Une question centrale est : quels terrains d’entente peut-on construire ? Quels middlegrounds ? Dans Dune, n’y arrivera pas, il y aura des conflits, la situation va dégénérer. On pourrait aussi renoncer : le Jihad butlérien (Samuel Butler, Erewhon, 1872) : « tu ne feras point de machines semblables à l’esprit humain. (…) Mais qu’arriverait-il si la technologie continuait à progresser plus rapidement que l’évolution des règnes végétal et animal ? Nous remplacerait-elle aux commandes de la Terre ? (…) A chaque jour qui passe, nous lui donnons de plus en plus de pouvoir et de moyens d’autocontrôle ».

Herbert utilise le procédé connu en créativité : on retire quelque chose et il faut se débrouiller. Sur Dune pas d’IA, de robots, etc. Pour se transformer : Mentats, Bene Gesserit, Navigateurs. On n’a pas une sciencefiction superlative : on sait qu’on risque de payer les augmentations humaines, par exemple les Mentats doivent sacrifier leurs capacités d’émotion, ils sont facilement manipulables. Le perfectionnement génétique : réservé à des femmes, les Bene Gesserit, pour la sélection des lignées humaines, pour , par exmemple, acquérir une voix telle qu’on est obligé d’obéir (cela a inspiré la Force dans Star Wars). Produire un être suprême, qui sera un homme qui serait tellement puissant qu’on ne pourrait pas le contrôler… Est-ce vraiment une bonne idée ? Risque d’hypertélie : surfinalisation sur un objet et un milieu. Navigateurs : les navigateurs ne quittent pas leur vaisseau, mais quand ils le font ils doivent se déplacer dans un bain d’épice. On est puissant mais on est dépendant du réseau.
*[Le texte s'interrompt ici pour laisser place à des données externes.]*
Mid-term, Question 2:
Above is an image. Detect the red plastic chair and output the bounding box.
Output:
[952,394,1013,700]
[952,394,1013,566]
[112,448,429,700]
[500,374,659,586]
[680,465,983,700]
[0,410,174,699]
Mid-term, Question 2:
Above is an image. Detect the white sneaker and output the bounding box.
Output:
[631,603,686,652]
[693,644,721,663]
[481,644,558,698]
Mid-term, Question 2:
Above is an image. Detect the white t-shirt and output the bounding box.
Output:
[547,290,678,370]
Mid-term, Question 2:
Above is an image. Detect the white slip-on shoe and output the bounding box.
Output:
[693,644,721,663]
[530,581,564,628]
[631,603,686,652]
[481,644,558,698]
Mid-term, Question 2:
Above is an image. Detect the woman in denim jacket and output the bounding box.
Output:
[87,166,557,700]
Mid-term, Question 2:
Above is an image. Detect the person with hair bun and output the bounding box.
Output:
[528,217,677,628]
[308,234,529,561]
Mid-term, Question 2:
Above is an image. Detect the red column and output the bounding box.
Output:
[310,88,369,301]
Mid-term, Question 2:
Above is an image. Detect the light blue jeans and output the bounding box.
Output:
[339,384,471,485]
Penser un autre monde pour penser le monde autrement : choisir une planète et un milieu associé exotique, définir l’enjeu d’un conflit et les stratégies, imposer une rupture par rapport au présent, réfléchir sur les alternatives technologiques. Il faut que ce soit fait pour qu’on ne puisse pas simplement projeter les réponses actuelles.

  • Les efforts d’adaptation : sont-ils suffisants ?
  • Le géo-ingénierie : est-elle raisonnable ? Avez vous cette science des conséquences qui permet d’être sûr ?
  • Le renoncement : est-il supportable ?
  • Le post-humanisme : est-il responsable ?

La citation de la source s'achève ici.